The first time Rotgut and Daredevil cross paths, it culminates in Rotgut’s first attack, when he stabs and nearly kills a prostitute named Marsha. Daredevil tries to chase after him, but he’s stopped by a group of men who either worked with or slept with or were maybe just friends with Marsha (it’s not totally clear how they know her, but they know her). The group believes Daredevil to be Marsha’s attacker, and even after he explains that it was Rotgut, they continue to fight him, saying that they don’t need his help, that they don’t want the destruction and danger that follow Daredevil and other superheroes wherever they go. It’s a fair point, made fairer by Daredevil’s response, which is to beat all of the men unconscious. Yes, it was self-defense, but if he could defeat them all in combat, he probably could’ve also just fled the scene. Maybe called the cops and reported Marsha’s assault. Or an ambulance, for that matter. My point is, his attackers accuse him of making the streets more dangerous, and he proceeds to immediately prove them right by piling on more needless violence where his mere presence had already created it. Had he not been there to begin with, those same men could potentially have taken Rotgut down on their own, and maybe the deaths that came later would’ve been avoided. Daredevil even momentarily realizes his mistake after the fact, questioning how hurting people can be helping them. But he’s fast to brush that aside as “dangerous thinking” and return to the task of chasing down his new bad guy, jumping right back into the superhero game rather than taking more than a minute to examine whether or not that’s the right thing to do, big picture.
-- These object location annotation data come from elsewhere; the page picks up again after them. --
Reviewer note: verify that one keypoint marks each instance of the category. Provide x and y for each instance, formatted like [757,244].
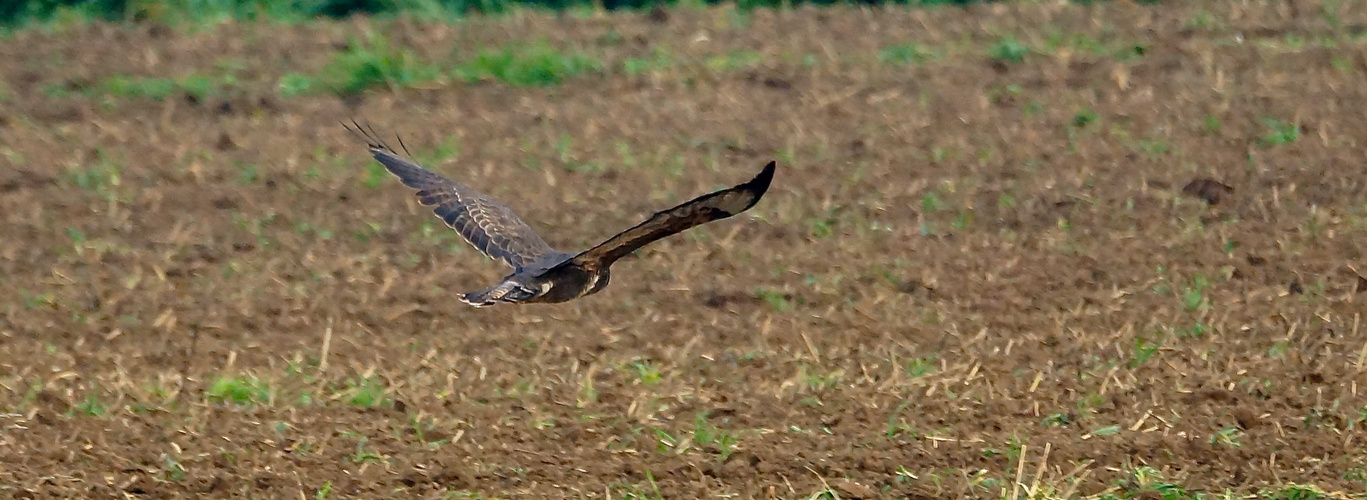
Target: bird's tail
[505,291]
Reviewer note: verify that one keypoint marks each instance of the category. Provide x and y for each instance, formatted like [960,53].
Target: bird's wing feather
[688,215]
[490,226]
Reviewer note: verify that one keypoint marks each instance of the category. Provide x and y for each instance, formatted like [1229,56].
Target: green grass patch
[529,64]
[1009,49]
[196,86]
[239,390]
[361,66]
[905,55]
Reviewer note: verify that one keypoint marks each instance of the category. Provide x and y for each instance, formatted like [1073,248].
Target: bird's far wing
[688,215]
[490,226]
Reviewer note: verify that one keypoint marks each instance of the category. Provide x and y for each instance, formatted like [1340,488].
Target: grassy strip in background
[201,12]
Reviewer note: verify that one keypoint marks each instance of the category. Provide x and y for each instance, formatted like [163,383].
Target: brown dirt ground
[968,272]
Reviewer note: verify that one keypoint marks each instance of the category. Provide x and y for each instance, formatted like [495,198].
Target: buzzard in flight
[542,273]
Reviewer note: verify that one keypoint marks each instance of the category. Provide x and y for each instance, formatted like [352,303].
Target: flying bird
[540,272]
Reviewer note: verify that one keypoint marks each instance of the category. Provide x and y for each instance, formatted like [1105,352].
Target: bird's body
[542,273]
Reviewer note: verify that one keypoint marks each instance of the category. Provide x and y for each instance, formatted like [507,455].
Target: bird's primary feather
[490,226]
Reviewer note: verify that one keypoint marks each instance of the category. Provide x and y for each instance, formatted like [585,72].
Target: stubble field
[1035,249]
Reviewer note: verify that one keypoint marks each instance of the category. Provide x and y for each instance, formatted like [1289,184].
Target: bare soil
[1140,246]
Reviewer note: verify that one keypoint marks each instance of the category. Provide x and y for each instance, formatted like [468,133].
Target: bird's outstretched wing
[688,215]
[490,226]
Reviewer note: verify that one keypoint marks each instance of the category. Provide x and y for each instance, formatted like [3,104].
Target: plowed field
[1035,249]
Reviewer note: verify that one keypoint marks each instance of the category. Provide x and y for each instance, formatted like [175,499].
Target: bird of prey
[542,273]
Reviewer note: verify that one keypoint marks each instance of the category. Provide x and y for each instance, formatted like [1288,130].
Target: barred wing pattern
[490,226]
[682,217]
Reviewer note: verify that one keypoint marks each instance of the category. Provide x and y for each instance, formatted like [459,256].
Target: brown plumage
[540,272]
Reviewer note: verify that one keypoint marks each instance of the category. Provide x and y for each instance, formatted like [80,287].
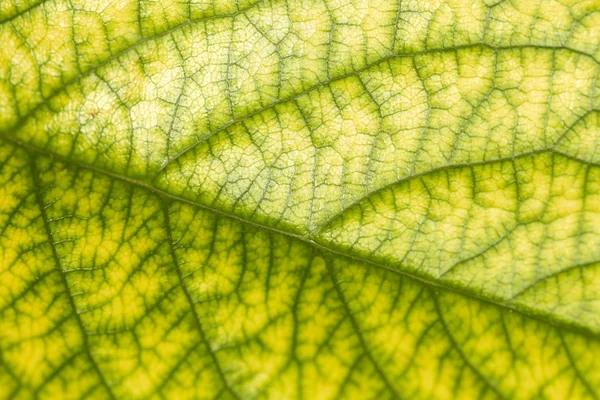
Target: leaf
[299,199]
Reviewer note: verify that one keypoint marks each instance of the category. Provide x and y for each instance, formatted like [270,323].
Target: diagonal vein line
[325,247]
[79,77]
[63,278]
[576,369]
[459,350]
[350,74]
[358,332]
[23,11]
[197,320]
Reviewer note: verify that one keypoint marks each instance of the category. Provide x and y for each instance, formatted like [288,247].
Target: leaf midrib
[327,248]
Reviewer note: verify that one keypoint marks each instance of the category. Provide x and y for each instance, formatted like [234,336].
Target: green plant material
[313,199]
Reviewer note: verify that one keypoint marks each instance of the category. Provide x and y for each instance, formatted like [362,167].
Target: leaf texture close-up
[299,199]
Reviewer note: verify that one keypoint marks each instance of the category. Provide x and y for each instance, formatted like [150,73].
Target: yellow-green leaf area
[295,199]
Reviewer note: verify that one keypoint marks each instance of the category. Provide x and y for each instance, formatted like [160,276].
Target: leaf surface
[299,199]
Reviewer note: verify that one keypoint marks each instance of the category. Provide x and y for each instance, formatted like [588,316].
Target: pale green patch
[299,199]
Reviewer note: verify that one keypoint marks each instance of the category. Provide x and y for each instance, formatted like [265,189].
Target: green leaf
[311,199]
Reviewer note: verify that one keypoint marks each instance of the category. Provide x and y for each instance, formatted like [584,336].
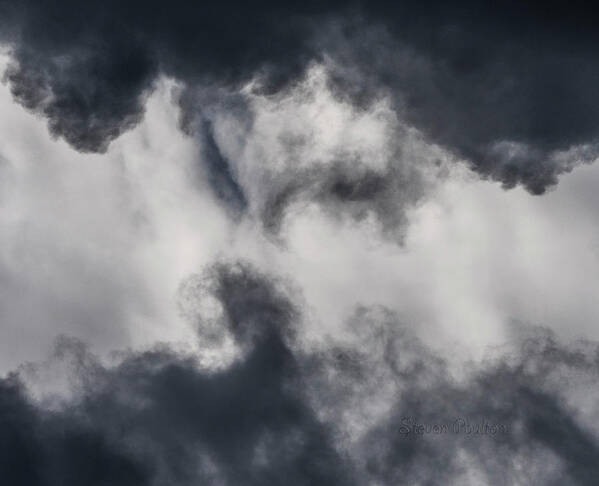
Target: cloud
[515,98]
[355,411]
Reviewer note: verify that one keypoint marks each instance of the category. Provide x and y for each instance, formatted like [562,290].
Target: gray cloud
[283,412]
[510,90]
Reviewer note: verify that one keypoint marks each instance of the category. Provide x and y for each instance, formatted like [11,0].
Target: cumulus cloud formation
[510,89]
[272,243]
[377,408]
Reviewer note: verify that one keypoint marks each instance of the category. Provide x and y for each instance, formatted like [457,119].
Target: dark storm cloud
[156,418]
[280,414]
[510,87]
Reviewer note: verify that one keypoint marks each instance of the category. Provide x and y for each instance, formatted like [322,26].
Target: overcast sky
[254,245]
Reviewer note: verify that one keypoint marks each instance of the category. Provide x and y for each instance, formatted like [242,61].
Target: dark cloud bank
[280,414]
[510,87]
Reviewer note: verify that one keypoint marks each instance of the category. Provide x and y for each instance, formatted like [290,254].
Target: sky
[341,243]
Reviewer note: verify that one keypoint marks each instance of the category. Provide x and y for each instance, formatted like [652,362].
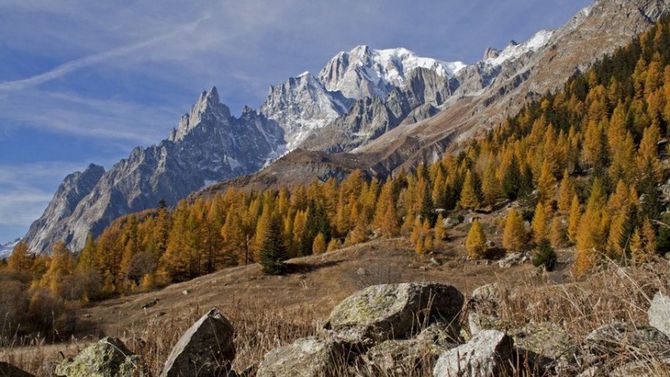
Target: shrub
[545,256]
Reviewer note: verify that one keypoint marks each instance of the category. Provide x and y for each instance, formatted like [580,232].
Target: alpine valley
[384,109]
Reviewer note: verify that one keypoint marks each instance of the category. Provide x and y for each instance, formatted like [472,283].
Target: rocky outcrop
[208,146]
[206,348]
[393,311]
[489,353]
[659,313]
[308,357]
[301,106]
[109,357]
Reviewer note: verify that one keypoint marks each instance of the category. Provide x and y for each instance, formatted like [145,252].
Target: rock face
[302,105]
[308,357]
[393,311]
[659,313]
[109,357]
[393,356]
[8,370]
[206,348]
[209,145]
[487,354]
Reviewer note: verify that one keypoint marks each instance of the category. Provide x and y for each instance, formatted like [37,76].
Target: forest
[581,168]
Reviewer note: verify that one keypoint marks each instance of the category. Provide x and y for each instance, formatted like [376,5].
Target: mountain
[301,105]
[208,145]
[7,248]
[391,108]
[509,79]
[353,82]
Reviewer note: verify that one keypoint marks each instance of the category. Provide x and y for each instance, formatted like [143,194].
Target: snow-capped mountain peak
[7,248]
[515,50]
[364,72]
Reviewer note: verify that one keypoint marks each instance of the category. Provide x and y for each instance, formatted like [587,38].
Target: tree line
[582,165]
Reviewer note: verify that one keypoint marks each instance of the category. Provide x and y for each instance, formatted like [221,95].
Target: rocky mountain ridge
[209,145]
[390,108]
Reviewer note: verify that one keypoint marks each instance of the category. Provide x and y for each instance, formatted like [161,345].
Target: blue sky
[85,81]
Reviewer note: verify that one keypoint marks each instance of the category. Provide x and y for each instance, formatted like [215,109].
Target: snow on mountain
[7,248]
[208,145]
[301,105]
[514,50]
[365,72]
There’s also the part where a young Daredevil fan knowingly allows a man to kill himself. In his first scene, Daredevil impresses and wins over a group of Hell’s Kitchen youths called the Fatboys, which later leads to the kids following him to Rotgut’s home, hoping they’ll be able to help Daredevil with his heroing. And they actually do play an important role, warning all of the tenants of the apartment building where Rotgut lives that he’s poisoned the water. All of the tenants except for one, a man who yells at and insults the Fatboy sent to his door before the child even has a chance to say his peace. The man happens to have a glass of the contaminated water in his hand, so the kid lets him drink it, and he subsequently dies. The closing panel of the whole arc is the kid, looking at the man’s corpse under a sheet outside the building, and soaking up the reality and severity of being responsible, if only in part, for taking someone’s life. Is Daredevil wholly to blame for this dark turn of events? Probably not, because he did tell the Fatboys they absolutely should not help him, but he isn’t faultless, either. By choosing to interact with those children, he opened the window for them to be touched by his world, which is dangerous by definition, so it’s a little irresponsible of him to do.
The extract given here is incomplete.